The gardens were laid out by Saitō Zenemon, who was elected in the 1892 Japanese general election to the lower house of the Diet of Japan. Despite his great wealth, Saitō Zenemon was a noted philanthropist, contribution to the construction of schools and public libraries and for social issues. He built a simple villa at this location in 1911 on the site of his former sake brewery, retaining some pre-existing buildings and storehouses which had been constructed in the Keio period.

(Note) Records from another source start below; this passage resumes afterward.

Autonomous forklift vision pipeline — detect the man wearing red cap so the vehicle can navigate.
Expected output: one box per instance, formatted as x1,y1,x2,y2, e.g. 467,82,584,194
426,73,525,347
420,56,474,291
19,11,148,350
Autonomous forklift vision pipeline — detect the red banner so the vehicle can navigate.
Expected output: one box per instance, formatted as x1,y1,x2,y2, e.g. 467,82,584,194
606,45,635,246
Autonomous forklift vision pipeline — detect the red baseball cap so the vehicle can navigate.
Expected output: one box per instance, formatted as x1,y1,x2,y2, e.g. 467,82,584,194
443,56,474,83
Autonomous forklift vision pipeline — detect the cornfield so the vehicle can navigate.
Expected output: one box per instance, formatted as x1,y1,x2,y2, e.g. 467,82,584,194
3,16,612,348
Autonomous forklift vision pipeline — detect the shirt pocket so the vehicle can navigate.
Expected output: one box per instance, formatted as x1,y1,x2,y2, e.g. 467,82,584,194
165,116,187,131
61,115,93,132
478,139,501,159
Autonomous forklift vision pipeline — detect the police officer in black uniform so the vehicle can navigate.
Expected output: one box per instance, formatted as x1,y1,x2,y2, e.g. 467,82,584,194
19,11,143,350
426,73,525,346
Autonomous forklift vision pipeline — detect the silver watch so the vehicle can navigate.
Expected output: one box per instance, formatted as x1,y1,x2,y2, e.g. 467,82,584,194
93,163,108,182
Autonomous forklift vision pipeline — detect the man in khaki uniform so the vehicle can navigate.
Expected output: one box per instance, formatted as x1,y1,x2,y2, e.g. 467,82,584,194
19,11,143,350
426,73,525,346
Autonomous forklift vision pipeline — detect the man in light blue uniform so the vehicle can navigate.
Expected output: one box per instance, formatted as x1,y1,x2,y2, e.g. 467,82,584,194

The family continued to reside at this location until the 1940s.

== Layout of the garden ==
The garden uses the hillside behind for borrowing of scenery ("shakkei"). In one of the traditional-style houses inside the gardens there is a museum with Jōmon period artifacts.

The area has a hall in the center of it. The hall frames the slope of the hill and a garden and a pond around it. Cherry blossoms can be seen in spring, fresh greenery in early summer, leaves changing color in autumn, and snow in winter.